Web Search Flashcards
What 2 characteristics make retrieval of information from the web a hard task?
- The large and distributed volume of data available
- The fast pace of change
What 2 main types of challenges posed by the web?
- Data-centric problems related to the data itself
- Interaction-centric problems related to the user and their interactions
What are some examples of data-centric challenges?
- Distributed data
- Large volumes
- Unstructured and redundant data
- Quality of data
- Percentage of volatile data
What are some examples of interaction-centric challenges?
- Expressing a query
- Interpreting results
- User key challenge: to conceive a good query
- System key challenge: to do a fast search and return only relevant answers even to poor queries
What are some characteristics of HTML pages?
- Most HTML pages do not comply with HTML specifications so browsers fill in the gaps
- HTML pages are small and contain few images
- The average number of external pages pointing to a page is 0
- Most referenced sites are the search engines
How can we handle the challenges associated with web search?
- Scalability: use parallel indexing and searching with MapReduce
- Low quality info: spam detection and robust ranking
- Dynamic pages: real-time crawling
- Search accuracy: link analysis & multi-feature ranking
What are the key components of a search engine?

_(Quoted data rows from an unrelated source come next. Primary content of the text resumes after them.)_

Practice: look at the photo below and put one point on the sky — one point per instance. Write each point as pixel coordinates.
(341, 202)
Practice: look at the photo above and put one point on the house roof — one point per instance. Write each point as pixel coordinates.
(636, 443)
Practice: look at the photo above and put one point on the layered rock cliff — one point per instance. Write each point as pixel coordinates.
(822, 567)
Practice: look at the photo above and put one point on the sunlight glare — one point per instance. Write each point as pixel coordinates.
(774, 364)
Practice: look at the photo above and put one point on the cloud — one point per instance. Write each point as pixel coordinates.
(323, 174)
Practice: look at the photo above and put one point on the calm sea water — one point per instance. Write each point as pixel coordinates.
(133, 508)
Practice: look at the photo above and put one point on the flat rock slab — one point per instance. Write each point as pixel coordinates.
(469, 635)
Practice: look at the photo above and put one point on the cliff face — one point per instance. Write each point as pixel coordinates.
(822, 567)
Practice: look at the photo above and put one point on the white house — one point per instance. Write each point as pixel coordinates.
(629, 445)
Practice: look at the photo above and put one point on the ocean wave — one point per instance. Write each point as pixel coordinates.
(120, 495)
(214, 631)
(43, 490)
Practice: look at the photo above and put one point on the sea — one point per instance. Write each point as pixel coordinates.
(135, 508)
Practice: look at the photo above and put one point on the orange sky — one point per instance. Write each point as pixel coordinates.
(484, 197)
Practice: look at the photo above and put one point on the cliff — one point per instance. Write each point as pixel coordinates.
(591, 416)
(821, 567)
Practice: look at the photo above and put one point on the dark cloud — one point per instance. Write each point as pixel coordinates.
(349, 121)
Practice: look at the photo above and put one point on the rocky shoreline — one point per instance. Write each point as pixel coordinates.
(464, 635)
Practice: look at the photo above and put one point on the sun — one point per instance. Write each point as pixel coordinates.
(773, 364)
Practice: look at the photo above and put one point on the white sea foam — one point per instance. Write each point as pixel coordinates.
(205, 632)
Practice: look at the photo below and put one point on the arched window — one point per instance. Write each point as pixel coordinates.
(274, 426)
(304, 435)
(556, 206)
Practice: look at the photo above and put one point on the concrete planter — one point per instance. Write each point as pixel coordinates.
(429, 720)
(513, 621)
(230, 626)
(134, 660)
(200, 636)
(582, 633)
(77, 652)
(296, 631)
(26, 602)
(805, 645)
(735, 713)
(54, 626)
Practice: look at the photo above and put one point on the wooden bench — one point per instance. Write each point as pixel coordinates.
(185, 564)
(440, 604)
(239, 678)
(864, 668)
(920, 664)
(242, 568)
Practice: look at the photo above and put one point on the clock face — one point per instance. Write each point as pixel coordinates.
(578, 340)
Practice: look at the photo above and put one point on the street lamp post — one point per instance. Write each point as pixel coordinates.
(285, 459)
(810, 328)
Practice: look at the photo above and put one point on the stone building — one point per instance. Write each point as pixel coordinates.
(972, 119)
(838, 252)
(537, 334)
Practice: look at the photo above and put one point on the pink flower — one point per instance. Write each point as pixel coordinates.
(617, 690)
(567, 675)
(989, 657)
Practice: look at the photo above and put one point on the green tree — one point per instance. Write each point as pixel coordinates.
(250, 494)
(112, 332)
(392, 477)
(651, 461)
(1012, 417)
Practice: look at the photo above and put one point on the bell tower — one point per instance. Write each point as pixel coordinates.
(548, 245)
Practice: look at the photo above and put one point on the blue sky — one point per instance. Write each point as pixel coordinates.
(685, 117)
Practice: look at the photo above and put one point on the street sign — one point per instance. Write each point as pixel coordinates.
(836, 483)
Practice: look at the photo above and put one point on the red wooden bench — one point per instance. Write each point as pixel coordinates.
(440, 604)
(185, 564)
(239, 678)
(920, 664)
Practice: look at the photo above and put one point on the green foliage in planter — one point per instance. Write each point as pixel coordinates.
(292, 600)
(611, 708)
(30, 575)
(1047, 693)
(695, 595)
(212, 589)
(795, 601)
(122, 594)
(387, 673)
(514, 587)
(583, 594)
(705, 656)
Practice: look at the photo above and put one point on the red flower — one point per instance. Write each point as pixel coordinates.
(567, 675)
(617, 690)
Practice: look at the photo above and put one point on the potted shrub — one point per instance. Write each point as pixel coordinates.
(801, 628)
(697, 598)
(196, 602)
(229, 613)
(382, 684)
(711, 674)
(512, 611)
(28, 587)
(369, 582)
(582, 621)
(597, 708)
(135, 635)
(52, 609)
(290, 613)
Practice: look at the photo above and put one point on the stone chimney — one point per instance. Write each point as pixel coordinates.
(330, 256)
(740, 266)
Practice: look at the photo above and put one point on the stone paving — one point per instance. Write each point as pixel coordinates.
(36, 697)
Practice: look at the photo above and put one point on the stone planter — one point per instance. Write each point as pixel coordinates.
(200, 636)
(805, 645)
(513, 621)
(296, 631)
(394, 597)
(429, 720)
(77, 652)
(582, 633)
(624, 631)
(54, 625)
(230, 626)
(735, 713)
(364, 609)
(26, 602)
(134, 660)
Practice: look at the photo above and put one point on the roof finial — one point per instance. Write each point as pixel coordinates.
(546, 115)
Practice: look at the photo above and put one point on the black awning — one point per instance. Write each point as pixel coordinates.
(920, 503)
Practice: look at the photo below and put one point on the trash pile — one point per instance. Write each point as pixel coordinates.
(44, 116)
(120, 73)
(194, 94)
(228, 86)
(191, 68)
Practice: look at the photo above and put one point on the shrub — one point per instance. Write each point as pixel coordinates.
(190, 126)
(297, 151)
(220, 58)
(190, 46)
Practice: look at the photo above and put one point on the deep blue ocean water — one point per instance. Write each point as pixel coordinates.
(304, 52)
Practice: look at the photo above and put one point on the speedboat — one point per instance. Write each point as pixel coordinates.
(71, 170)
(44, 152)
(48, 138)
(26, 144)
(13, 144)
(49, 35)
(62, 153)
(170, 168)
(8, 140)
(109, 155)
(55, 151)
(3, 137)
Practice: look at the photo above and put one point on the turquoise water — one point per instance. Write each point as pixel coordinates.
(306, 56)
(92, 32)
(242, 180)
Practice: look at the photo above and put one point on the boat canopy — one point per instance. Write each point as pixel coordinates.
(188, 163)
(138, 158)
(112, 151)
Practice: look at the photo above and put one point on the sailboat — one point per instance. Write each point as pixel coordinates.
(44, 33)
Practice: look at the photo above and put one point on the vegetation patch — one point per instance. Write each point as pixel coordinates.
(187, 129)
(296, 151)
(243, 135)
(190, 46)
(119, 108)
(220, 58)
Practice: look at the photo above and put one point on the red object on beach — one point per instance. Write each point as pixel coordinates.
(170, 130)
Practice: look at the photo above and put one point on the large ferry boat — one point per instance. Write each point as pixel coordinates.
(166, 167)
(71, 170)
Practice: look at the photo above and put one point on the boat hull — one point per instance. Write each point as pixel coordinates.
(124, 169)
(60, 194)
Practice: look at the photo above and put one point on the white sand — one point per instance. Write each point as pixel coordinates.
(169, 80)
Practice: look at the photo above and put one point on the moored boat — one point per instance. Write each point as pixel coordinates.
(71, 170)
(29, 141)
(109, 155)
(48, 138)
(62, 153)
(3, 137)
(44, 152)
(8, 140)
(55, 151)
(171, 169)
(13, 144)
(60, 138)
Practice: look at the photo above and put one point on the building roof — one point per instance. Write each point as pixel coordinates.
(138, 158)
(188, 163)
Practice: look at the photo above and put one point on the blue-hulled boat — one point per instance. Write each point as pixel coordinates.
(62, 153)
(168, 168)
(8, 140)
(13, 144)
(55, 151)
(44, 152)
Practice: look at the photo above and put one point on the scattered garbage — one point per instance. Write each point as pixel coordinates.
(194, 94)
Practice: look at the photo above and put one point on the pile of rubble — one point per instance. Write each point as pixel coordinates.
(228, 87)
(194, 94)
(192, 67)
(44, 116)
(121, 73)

- Web crawling and indexing
- Query processing
- Ranking
- Snippet generation
- Displaying top results and snippets
What is web crawling and indexing?
Crawling the web to discover and download web pages and indexing the content of those pages to create a local database containing necessary info for fast retrieval
What is query processing?
Processing an entered query against the local indexed copies of web pages
What is ranking?
When the search engine applies its ranking algorithm to the indexed documents to determine relevance of each document
What is snippet generation?
Search engine generating short summaries of the content within the document
What is a crawler/spider/robot?
Software agents that traverse the web copying pages
What is the centralized crawler-indexer architecture
- Pages are crawled, stored in a central repository and indexed
- Index is used in a centralized fashion to answer queries
- Only a summarized or abstract representation of the content needs to be indexed
What are the main problems faced by centralized crawler-indexer architecture and what was the solution?
- Gathering the data
- Large volume
Solution was to distribute and parallelize computation